Updated by ciconia (Sharon Rosner) over 2 years ago
Please forgive me if this is a stupid question, but are fiber stacks in Ruby resizable? Can they grow or do they have a fixed size?
Updated by ioquatix (Samuel Williams) over 2 years ago
You do not need to preface your questions like that.
The fiber stack is a fixed size, but it's allocated using virtual memory and it's "released" using madvise(DONT_NEED)
which allows the kernel to release those pages. So whether you allocate fibers with a 1MiB stack or a 128MiB stack, the only difference is address space consumed which is almost free and the actual amount of stack used, rounded up to the nearest page. One part to be careful of is to ensure the GC knows the correct extent of the stack, otherwise it would page in the entire stack (mostly zeros).

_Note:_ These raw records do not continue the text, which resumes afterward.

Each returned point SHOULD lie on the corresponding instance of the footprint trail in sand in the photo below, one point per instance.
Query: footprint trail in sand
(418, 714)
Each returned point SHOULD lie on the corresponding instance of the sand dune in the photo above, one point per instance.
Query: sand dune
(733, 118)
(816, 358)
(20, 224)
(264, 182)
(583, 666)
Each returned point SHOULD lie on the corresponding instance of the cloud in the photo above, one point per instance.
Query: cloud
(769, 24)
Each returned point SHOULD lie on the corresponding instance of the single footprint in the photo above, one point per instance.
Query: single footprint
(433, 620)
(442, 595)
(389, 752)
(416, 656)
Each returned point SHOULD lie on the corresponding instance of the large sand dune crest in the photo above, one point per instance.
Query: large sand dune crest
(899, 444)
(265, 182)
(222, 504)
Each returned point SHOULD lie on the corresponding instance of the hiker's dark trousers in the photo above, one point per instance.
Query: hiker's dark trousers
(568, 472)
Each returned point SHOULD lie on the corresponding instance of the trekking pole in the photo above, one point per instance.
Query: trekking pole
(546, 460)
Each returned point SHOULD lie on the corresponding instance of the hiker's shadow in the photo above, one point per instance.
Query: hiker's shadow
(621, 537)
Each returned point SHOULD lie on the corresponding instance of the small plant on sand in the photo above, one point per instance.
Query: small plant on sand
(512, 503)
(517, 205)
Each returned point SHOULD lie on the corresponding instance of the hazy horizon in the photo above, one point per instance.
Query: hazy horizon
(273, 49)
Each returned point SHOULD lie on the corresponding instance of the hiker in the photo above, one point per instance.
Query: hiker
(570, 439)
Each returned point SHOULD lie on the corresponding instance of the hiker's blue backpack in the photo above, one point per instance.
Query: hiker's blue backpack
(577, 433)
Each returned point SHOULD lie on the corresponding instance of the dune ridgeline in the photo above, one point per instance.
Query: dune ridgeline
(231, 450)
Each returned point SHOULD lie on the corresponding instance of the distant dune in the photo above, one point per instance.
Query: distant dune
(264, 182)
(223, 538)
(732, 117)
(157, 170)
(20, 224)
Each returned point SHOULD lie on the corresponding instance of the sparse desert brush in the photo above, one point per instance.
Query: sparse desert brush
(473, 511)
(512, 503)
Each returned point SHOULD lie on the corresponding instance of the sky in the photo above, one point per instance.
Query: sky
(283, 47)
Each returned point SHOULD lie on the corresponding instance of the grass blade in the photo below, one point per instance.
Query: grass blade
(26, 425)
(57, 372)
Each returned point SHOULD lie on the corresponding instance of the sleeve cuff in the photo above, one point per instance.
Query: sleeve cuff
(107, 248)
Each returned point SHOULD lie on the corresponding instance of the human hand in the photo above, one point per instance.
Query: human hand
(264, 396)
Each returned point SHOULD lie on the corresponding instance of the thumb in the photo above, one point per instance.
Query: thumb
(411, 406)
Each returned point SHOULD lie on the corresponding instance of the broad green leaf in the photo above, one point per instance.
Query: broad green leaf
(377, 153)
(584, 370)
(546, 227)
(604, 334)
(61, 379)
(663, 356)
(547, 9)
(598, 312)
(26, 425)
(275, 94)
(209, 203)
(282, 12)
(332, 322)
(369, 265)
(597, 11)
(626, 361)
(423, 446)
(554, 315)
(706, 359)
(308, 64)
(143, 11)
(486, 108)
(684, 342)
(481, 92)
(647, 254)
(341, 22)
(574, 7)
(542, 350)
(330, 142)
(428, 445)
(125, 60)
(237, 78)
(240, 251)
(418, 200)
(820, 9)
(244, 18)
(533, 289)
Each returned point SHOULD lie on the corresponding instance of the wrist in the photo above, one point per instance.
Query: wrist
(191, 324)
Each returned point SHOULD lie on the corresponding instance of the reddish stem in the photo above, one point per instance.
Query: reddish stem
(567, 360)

Updated by rmosolgo (Robert Mosolgo) over 1 year ago
I heard someone ran into this error in a GraphQL-Ruby context, so I thought I'd check out this script on the latest Ruby. It didn't crash as-written, so I added a couple more orders of magnitude. It still finished fine locally, but slowed down in the same way described previously (iiuc). Here's the output of the script, reformatted for readability:
$ ruby -v
ruby 3.1.0p0 (2021-12-25 revision fb4df44d16) [x86_64-darwin19]
$ ruby fibers.rb
fibers: 100 rss: 13788 count: 1000000 rate: 4792967.757705894
fibers: 1000 rss: 25424 count: 1000000 rate: 4186447.6317265746
fibers: 10000 rss: 143384 count: 1000000 rate: 1308239.5543612782
fibers: 100000 rss: 1312544 count: 1000000 rate: 746528.2702790672
fibers: 1000000 rss: 12983392 count: 1000000 rate: 147636.8216863137
fibers: 10000000 rss: 21913812 count: 1000000 rate: 63403.92197640169
Just thought I'd share the behavior on 3.1.0 in case anyone else comes checking on this issue!